Францен катит его вниз
к воде, и Боссе осторожно ложится на лед. Цепляясь за поверхность специальными
шипами, он осторожно ползет на животе к середине озерца. Францен страхует его
при помощи веревки, понемногу ее разматывая. За Боссе по льду волочатся три
стальных троса. Они вместе рассчитали максимальную нагрузку, и тросы должны
выдержать. Все рассчитано с приличным запасом. Францен никого не просил
поучаствовать в спасении вездехода, а сам никто помощь не предложил. Кругом ни
души, если не считать нескольких лиц в окнах. Наверное, надо было все-таки
позвать нескольких мужчин – контролировать ситуацию, думает он, но в эту
секунду веревка у Францена в руках дергается, и он успевает заметить, как
тонкий, еще неокрепший лед проломился, и механик исчез под водой. Францен
удерживает натянувшуюся веревку, щурит глаза, в которые метет снег, и зовет:
– Боссе!

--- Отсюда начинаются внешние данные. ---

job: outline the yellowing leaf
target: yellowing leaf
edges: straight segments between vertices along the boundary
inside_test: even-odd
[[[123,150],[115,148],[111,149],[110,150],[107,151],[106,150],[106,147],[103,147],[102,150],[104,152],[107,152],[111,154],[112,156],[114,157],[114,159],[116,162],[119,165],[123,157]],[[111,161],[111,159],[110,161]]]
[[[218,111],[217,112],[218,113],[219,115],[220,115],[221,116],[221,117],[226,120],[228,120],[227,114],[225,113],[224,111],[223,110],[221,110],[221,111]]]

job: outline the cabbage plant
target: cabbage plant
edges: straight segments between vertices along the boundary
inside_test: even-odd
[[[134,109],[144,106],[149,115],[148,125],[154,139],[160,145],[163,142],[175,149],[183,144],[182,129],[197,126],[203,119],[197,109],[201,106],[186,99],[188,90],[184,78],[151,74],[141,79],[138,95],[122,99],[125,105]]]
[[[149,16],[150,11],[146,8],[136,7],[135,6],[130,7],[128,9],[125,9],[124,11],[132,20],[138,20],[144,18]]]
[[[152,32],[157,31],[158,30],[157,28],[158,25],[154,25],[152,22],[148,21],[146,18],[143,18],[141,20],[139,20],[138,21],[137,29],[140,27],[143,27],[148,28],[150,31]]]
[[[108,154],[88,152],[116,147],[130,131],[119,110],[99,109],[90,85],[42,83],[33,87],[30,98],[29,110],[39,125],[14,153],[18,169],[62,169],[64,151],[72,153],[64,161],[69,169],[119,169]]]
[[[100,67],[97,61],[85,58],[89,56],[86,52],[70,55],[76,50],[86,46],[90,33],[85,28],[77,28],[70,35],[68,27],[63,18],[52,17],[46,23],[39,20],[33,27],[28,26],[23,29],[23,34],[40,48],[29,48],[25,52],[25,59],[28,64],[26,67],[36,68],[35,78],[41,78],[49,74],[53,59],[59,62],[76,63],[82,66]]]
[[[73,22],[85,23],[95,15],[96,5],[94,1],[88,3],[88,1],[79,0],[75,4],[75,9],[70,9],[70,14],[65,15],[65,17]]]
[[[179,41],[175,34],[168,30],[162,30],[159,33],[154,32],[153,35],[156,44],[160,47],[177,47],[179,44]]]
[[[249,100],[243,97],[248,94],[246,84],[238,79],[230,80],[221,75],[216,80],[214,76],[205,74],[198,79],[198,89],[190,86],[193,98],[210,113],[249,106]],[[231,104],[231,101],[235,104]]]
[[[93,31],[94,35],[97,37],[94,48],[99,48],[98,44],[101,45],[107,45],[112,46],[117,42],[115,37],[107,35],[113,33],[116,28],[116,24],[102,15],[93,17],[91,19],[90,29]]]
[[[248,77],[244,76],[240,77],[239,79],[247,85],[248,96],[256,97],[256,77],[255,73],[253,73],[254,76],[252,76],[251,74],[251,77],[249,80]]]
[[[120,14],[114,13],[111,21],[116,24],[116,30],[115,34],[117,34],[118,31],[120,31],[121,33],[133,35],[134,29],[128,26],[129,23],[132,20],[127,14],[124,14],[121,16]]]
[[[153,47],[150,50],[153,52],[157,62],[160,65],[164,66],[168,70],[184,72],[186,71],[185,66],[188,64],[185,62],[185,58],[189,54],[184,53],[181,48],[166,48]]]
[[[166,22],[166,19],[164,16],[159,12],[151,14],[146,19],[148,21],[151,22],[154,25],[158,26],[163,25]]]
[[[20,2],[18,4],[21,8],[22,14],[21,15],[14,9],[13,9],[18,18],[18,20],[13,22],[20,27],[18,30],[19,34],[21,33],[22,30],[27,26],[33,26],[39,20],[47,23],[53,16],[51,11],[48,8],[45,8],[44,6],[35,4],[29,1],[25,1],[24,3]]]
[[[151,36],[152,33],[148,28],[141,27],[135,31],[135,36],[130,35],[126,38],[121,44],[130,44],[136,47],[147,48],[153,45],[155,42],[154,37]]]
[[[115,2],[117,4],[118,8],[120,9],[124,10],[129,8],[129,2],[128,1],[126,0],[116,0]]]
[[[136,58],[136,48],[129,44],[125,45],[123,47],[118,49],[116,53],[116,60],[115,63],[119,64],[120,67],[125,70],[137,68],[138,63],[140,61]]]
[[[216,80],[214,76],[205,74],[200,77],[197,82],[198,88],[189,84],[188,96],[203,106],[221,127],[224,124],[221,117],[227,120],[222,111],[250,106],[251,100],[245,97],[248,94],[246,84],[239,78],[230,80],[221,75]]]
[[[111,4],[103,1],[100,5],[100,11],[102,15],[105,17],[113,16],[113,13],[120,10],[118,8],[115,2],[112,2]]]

Боссе?
Тут из воды появляется
сперва голова шведа, а потом рука, которой он машет Францену, чтобы тот не
беспокоился.
Несколько минут у шведа
уходит на то, чтобы расширить полынью вокруг себя, скалывая лед шипами. Теперь
у него больше места, и он не так скован в движениях. Потом он плывет к
провалившемуся под лед вездеходу, огибает его по кругу, пытается, по всей
видимости, понять, что там в какую сторону повернуто. Затем погружается под
воду. Веревка опять несильно дергается в руках Францена. Погружение в озеро
дерьма, думает Францен, отпустив пару метров страховки, летом ароматец будет
будь здоров, и он снова натягивает веревку. Он долго стоит так и всматривается
в черную дыру. Стоять без движения холодно, ветер продувает куртку насквозь. Он
слишком легко оделся. Простуда обеспечена, думает он. Потом снова замечает
голову Боссе. Тот, не выказывая признаков беспокойства, дергает за веревку.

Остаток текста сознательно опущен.